Researchers Lingchong You and graduate student Cheemeng Tan have designed a set of experiments on a living circuit created using genetically altered E.coli bacteria that has demonstrated the existence of "bistability" in bacteria cells. This bistability makes some bacteria in the synthetic circuit act differently than the other bacteria when stimulated in the same way.

According to the researchers, taking this ability for the bacteria to act differently inside the circuit can greatly enhance the efficiency of synthetic circuits. Synthetic circuits are being eyed for use in treating disease conditions to produce proteins, enzymes, or chemicals in a coordinated way. The circuits could also be used to deliver drugs or selectively kill cancer cells according to the researchers.

The genetically altered bacteria used in synthetic biology are altered to direct their actions in a way that a software program directs a computer. The experiments by You and Tan have shown that the genetic alteration (the software) can also influence the bacteria (the computer).
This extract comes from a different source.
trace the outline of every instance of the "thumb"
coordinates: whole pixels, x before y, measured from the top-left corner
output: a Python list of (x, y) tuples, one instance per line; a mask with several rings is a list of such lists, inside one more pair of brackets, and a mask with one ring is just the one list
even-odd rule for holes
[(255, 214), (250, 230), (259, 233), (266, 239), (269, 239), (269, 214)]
"In the past, synthetic biologists have often assumed that the components of the circuit would act in a predictable fashion every time and that the cells carrying the circuit would just serve as a passive reactor," You said. "In essence, they have taken a circuit-centric view for the design and optimization process. This notion is helpful in making the design process more convenient."

"We found that there can be unintended consequences that haven't been appreciated before," said You. "In a population of identical cells, some can act one way while others act in another. However, this process appears to occur in a predictable manner, which allows us to take into account this effect when we design circuits."

Electrical engineers have to deal with bistability as well and in engineering, the term describes the functioning of a toggle switch that can be on or off. During the experiments conducted by the pair of researchers, they found that the stimulation that turned the majority of the colony of E.coli on, making them grow more slowly, also turned some of the bacteria off making them grow faster.

"It is as if the colony received the command not to expand too fast when the circuit is on," Tan explained. "Now that we know that this occurs, we used computer modeling to predict how many of the cells will go to the 'on' or 'off' state, which turns out to be consistent with experimental measurements"

The researchers believe that the discovery can aid scientists and researchers in building more efficient synthetic circuits in the future.